ThilinaRajapakse / simpletransformers

Transformers for Information Retrieval, Text Classification, NER, QA, Language Modelling, Language Generation, T5, Multi-Modal, and Conversational AI
https://simpletransformers.ai/
Apache License 2.0
4.08k stars 727 forks source link

What's the difference between metric "auroc" and sklearn.metrics.roc_auc_score? #1239

Closed hjzhang1018 closed 2 years ago

hjzhang1018 commented 3 years ago

I used ClassificationModel for my dataset training. However when I called the model.eval_model() function on my test dataset, I got different scores of "auroc" and "roc_auc_score". Code is like below:

model = ClassificationModel()
model.eval_model(eval_df=test_df, output_dir=model_dir, 
                      roc_auc=sklearn.metrics.roc_auc_score, 
                      )

I got results like this:

({'auprc': 0.5154601291728336, 'auroc': 0.8368392799265343, 'eval_loss': 4.512793393797144, 'fn': 20, 'fp': 3379, 'roc_auc': 0.6193144987035437, 'tn': 1249, 'tp': 620})

So I wonder what’s the difference between "auroc" and "roc_auc". The former seems like to be a default metric but I didn’t find any introductions of it. Besides, I'm not very clear about "auprc" as well. Does it equal to "sklearn.metrics.precision_recall_curve"? Can anyone please explain this to me? I appreciate your help!

mar-volk commented 2 years ago

Hi! I was wondering about the same issue and I found what makes the difference. The auroc value is calculated from the floating-point score values, and this is the right way to calculate the roc-auc-score (see here). In contrast, your roc_auc value is calculated from the binary output of the classifier (see here).

If you want to calculate the roc-auc-score via an extra metric, you need to use a variable name that starts with "prob_" (see here).

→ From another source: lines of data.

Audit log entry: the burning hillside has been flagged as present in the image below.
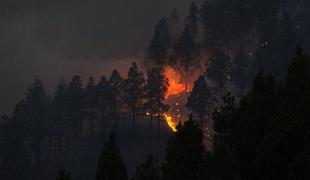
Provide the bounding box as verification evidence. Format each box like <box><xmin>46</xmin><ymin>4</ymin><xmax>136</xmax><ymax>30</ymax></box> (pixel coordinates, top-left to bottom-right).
<box><xmin>163</xmin><ymin>66</ymin><xmax>197</xmax><ymax>132</ymax></box>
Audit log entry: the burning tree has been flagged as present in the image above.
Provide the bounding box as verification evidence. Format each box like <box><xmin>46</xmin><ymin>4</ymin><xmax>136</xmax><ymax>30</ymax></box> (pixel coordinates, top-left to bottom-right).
<box><xmin>144</xmin><ymin>68</ymin><xmax>169</xmax><ymax>136</ymax></box>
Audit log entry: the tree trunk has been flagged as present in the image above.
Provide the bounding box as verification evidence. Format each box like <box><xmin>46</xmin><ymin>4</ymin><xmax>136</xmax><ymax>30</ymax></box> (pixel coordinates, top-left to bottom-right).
<box><xmin>132</xmin><ymin>107</ymin><xmax>136</xmax><ymax>133</ymax></box>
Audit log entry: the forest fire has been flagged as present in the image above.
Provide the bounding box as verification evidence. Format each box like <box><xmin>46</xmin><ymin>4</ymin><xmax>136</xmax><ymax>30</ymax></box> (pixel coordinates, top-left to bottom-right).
<box><xmin>164</xmin><ymin>113</ymin><xmax>178</xmax><ymax>132</ymax></box>
<box><xmin>145</xmin><ymin>66</ymin><xmax>191</xmax><ymax>132</ymax></box>
<box><xmin>164</xmin><ymin>66</ymin><xmax>185</xmax><ymax>99</ymax></box>
<box><xmin>163</xmin><ymin>66</ymin><xmax>185</xmax><ymax>132</ymax></box>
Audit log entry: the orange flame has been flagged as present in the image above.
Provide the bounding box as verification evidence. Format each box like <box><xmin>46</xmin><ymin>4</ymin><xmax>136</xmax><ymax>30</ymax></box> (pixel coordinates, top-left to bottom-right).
<box><xmin>164</xmin><ymin>66</ymin><xmax>185</xmax><ymax>99</ymax></box>
<box><xmin>164</xmin><ymin>113</ymin><xmax>177</xmax><ymax>132</ymax></box>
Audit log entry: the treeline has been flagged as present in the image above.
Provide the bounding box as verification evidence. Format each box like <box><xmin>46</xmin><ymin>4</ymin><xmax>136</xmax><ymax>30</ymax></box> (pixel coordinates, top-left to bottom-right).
<box><xmin>0</xmin><ymin>63</ymin><xmax>177</xmax><ymax>180</ymax></box>
<box><xmin>90</xmin><ymin>49</ymin><xmax>310</xmax><ymax>180</ymax></box>
<box><xmin>147</xmin><ymin>0</ymin><xmax>310</xmax><ymax>96</ymax></box>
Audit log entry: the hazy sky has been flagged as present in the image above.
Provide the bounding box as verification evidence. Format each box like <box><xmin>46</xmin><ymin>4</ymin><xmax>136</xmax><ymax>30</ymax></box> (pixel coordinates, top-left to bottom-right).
<box><xmin>0</xmin><ymin>0</ymin><xmax>203</xmax><ymax>114</ymax></box>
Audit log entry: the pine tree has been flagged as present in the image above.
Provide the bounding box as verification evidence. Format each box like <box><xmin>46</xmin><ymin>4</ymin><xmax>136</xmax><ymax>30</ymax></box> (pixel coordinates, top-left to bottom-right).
<box><xmin>163</xmin><ymin>117</ymin><xmax>205</xmax><ymax>180</ymax></box>
<box><xmin>96</xmin><ymin>134</ymin><xmax>127</xmax><ymax>180</ymax></box>
<box><xmin>122</xmin><ymin>63</ymin><xmax>145</xmax><ymax>131</ymax></box>
<box><xmin>144</xmin><ymin>68</ymin><xmax>169</xmax><ymax>136</ymax></box>
<box><xmin>186</xmin><ymin>76</ymin><xmax>212</xmax><ymax>128</ymax></box>
<box><xmin>56</xmin><ymin>169</ymin><xmax>74</xmax><ymax>180</ymax></box>
<box><xmin>133</xmin><ymin>155</ymin><xmax>161</xmax><ymax>180</ymax></box>
<box><xmin>206</xmin><ymin>48</ymin><xmax>230</xmax><ymax>93</ymax></box>
<box><xmin>147</xmin><ymin>18</ymin><xmax>172</xmax><ymax>65</ymax></box>
<box><xmin>109</xmin><ymin>70</ymin><xmax>123</xmax><ymax>126</ymax></box>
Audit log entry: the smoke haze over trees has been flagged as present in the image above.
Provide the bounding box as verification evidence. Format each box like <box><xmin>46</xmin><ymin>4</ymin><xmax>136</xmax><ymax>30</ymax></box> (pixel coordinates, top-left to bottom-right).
<box><xmin>0</xmin><ymin>0</ymin><xmax>310</xmax><ymax>180</ymax></box>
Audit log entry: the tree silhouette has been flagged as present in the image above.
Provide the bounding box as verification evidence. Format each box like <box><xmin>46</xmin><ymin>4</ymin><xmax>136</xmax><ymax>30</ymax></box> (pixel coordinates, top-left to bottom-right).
<box><xmin>163</xmin><ymin>116</ymin><xmax>205</xmax><ymax>180</ymax></box>
<box><xmin>144</xmin><ymin>68</ymin><xmax>169</xmax><ymax>138</ymax></box>
<box><xmin>56</xmin><ymin>169</ymin><xmax>74</xmax><ymax>180</ymax></box>
<box><xmin>186</xmin><ymin>76</ymin><xmax>212</xmax><ymax>128</ymax></box>
<box><xmin>96</xmin><ymin>134</ymin><xmax>127</xmax><ymax>180</ymax></box>
<box><xmin>122</xmin><ymin>63</ymin><xmax>145</xmax><ymax>130</ymax></box>
<box><xmin>132</xmin><ymin>155</ymin><xmax>161</xmax><ymax>180</ymax></box>
<box><xmin>147</xmin><ymin>18</ymin><xmax>172</xmax><ymax>65</ymax></box>
<box><xmin>206</xmin><ymin>48</ymin><xmax>229</xmax><ymax>93</ymax></box>
<box><xmin>169</xmin><ymin>2</ymin><xmax>200</xmax><ymax>90</ymax></box>
<box><xmin>109</xmin><ymin>70</ymin><xmax>123</xmax><ymax>126</ymax></box>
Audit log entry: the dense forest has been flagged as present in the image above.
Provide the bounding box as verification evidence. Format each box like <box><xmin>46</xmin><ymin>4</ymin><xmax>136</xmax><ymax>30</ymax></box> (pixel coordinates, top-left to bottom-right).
<box><xmin>0</xmin><ymin>0</ymin><xmax>310</xmax><ymax>180</ymax></box>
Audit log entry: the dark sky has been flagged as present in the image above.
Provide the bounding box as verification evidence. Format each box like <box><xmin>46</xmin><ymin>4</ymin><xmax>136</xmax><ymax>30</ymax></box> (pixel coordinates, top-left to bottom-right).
<box><xmin>0</xmin><ymin>0</ymin><xmax>203</xmax><ymax>114</ymax></box>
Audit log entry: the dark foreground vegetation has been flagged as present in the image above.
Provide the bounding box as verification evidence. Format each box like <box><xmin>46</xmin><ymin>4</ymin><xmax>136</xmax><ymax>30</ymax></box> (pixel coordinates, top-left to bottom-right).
<box><xmin>0</xmin><ymin>0</ymin><xmax>310</xmax><ymax>180</ymax></box>
<box><xmin>92</xmin><ymin>49</ymin><xmax>310</xmax><ymax>180</ymax></box>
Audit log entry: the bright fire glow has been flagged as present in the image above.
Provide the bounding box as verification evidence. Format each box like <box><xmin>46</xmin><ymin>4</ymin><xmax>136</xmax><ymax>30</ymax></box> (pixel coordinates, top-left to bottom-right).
<box><xmin>164</xmin><ymin>113</ymin><xmax>177</xmax><ymax>132</ymax></box>
<box><xmin>164</xmin><ymin>66</ymin><xmax>185</xmax><ymax>99</ymax></box>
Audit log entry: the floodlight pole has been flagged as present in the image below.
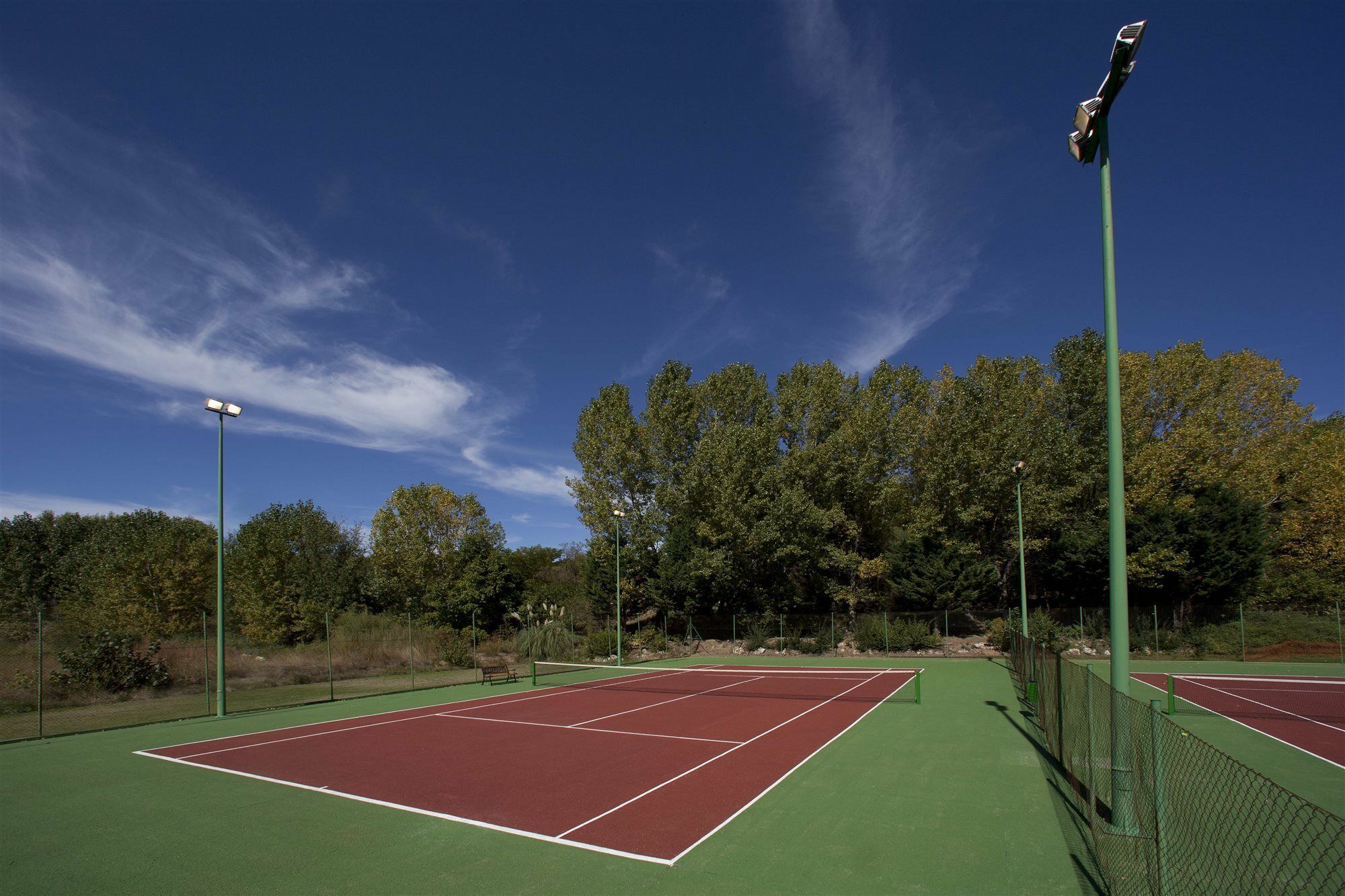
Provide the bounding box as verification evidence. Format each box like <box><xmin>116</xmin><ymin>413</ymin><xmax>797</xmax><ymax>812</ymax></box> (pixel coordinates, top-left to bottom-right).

Then the complete model output is passed over to your function. The following should work

from scipy.special import softmax

def custom_roc_auc_score(labels, model_outputs):
    return sklearn.metrics.roc_auc_score(labels, softmax(model_outputs, axis=1)[:,1])

model.eval_model(
    eval_df,
    prob_roc_auc=custom_roc_auc_score
)
stale[bot] commented 2 years ago

This issue has been automatically marked as stale because it has not had recent activity. It will be closed if no further activity occurs. Thank you for your contributions.